Il faut d’abord distinguer l’objet technique de l’objet naturel. Dans « Machine et outil », Georges Canguilhem insiste sur le fait que, contrairement à un objet naturel, régi par l’auto-construction, l’auto-conservation et l’auto-régulation, dans le cas de la machine :
- la construction est étrangère ;
- la conservation exige la surveillance et la vigilance d’un être extérieur.
Ainsi,
« la machine est une construction artificielle, œuvre de l’homme, dont une fonction essentielle dépend de mécanismes. Un mécanisme, c’est une configuration de solides en mouvement tel que le mouvement n’abolit pas la configuration.
C’est donc un assemblage de parties déformables avec une restauration périodique des rapports entre ces parties. La machine est initialement tributaire d’un vivant qui la crée et l’actionne :
Si le fonctionnement d’une machine s’explique par des relations de pure causalité, la construction d’une machine ne se comprend ni sans la finalité, ni sans l’homme.

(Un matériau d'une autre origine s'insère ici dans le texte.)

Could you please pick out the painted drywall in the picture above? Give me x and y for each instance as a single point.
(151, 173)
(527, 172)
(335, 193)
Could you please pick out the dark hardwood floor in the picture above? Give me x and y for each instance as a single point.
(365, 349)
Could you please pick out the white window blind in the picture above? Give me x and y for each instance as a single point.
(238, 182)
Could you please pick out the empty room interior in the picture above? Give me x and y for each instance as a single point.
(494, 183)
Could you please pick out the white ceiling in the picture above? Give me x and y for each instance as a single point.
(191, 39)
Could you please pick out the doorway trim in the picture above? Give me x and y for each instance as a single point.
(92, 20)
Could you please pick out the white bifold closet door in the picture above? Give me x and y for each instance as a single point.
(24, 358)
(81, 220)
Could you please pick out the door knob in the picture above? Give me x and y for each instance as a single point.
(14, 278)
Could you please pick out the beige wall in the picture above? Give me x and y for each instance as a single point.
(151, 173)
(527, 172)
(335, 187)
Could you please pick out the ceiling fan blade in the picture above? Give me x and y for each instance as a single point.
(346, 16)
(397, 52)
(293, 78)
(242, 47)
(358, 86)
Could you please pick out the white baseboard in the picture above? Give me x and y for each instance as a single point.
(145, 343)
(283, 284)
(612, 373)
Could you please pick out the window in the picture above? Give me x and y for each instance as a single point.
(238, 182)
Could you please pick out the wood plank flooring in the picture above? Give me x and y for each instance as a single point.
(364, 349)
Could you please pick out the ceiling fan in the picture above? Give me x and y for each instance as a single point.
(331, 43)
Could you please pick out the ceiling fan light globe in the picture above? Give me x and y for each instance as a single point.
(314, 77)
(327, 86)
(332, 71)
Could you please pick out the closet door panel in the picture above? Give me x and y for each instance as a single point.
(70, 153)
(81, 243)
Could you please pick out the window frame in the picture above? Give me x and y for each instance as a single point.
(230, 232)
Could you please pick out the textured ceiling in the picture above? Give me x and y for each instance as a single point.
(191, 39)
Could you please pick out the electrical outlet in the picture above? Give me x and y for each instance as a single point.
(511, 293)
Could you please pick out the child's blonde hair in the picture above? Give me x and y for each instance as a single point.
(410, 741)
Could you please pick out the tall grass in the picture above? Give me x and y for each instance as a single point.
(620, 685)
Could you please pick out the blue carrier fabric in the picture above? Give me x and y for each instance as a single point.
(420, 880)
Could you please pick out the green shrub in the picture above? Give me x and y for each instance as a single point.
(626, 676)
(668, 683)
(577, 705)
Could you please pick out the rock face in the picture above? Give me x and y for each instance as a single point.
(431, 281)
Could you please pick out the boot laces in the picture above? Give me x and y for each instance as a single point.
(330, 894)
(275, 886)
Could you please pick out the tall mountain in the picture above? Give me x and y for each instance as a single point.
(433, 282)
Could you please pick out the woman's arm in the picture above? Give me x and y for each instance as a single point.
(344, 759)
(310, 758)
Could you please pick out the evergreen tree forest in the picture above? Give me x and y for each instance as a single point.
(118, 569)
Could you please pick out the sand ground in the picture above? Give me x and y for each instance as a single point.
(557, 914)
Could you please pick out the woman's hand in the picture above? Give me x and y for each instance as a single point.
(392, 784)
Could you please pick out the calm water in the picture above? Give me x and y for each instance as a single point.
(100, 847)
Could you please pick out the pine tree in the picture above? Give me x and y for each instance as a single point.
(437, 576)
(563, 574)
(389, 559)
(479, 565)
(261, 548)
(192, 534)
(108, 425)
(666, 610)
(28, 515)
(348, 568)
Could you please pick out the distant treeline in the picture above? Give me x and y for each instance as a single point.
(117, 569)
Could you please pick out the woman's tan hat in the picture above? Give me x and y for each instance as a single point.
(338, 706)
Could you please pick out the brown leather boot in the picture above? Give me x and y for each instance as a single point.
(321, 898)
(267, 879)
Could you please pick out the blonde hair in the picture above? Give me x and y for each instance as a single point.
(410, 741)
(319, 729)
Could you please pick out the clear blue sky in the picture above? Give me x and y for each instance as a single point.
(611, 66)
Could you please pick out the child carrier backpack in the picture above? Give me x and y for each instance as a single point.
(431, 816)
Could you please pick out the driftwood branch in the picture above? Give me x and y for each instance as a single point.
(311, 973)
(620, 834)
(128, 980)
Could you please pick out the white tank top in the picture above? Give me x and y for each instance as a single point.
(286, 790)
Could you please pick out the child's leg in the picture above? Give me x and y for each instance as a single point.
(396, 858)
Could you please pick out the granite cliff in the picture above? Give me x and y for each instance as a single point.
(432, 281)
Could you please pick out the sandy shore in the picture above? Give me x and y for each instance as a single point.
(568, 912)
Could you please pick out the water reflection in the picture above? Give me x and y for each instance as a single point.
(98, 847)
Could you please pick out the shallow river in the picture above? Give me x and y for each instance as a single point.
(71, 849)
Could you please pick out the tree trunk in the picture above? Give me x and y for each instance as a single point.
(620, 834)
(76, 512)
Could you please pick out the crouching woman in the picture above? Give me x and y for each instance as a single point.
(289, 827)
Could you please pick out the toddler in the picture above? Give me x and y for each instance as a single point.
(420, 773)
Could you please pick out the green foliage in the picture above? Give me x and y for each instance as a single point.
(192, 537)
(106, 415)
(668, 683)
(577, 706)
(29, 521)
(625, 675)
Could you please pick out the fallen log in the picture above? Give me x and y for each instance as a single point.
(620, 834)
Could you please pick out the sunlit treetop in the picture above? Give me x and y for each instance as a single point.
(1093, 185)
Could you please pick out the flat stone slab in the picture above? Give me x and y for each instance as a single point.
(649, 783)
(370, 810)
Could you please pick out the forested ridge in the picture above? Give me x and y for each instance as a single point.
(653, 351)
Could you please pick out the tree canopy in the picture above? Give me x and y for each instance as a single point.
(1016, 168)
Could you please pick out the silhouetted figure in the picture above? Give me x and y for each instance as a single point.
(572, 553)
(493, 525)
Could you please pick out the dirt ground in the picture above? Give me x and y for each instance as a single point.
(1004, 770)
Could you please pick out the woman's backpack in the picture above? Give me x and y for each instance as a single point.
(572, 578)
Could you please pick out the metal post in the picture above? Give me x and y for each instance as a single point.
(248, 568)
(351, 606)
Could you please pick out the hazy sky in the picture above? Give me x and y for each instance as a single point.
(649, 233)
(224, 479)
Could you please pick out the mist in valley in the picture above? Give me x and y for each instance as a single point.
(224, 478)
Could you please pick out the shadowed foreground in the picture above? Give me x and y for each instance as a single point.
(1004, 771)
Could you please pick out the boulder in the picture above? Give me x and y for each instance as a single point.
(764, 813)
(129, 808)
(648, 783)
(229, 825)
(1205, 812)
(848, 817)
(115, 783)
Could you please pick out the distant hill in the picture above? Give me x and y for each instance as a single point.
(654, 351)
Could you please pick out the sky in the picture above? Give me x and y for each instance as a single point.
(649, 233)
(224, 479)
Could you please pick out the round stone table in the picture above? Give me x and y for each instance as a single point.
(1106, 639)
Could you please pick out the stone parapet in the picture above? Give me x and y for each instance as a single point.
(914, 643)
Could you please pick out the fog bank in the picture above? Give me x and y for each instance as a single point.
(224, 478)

La machine est caractérisée par une « rigidité fonctionnelle nette » : elle n’obéit qu’à une fin programmée, sans marge ; le tout y est « rigoureusement la somme des parties ». La finalité univoque et univalente de la machine est renforcée par un processus de normalisation, qui consiste à simplifier le modèle des objets et des pièces, à unifier les caractéristiques quantitatives et qualitatives de manière à assurer l’interchangeabilité des pièces.
Ces réflexions conduisent à s’interroger :
- ou bien sur le fonctionnement de l’objet technique en lui-même : Gilbert Simondon a ainsi insisté sur la « technicité de l’objet », qui dépend :
- d’un ensemble technique, qui le prédétermine (on ne peut faire tel objet technique qu’avec un ensemble d’outils et de connaissances adaptés) ;
- de la « concrétisation » d’un objet : la manière dont la matière et la forme s’ajustent pour s’adapter à une finalité concrète.
- ou bien sur le sens de la technique en elle-même. C’est ce que fait Heidegger dans La question de la technique : la technique dévoile ce qui ne se produit pas soi-même, à savoir la nature :
C’est comme dévoilement, non comme fabrication, que la technique est une production.
Le bateau à voile ne renvoie pas qu’aux pièces qui le composent, mais à la mer, au port qui l’accueille, etc. Dans la technique moderne, le dévoilement est réduit à ce qui, dans la nature, peut être exploité :
La technique moderne est une provocation par laquelle la nature est mise en demeure de livrer une énergie qui puisse comme telle être extraite et accumulée.
La nature n’est plus l’objet de soin (cas du paysan), mais sommée de libérer l’énergie accumulée : considérée comme un réservoir d’énergie qui doit être libérée. Cette attitude est rendue possible par la physique moderne. La nature apparaît comme un ensemble de forces et d’énergies, quitte à oublier ses autres dimensions.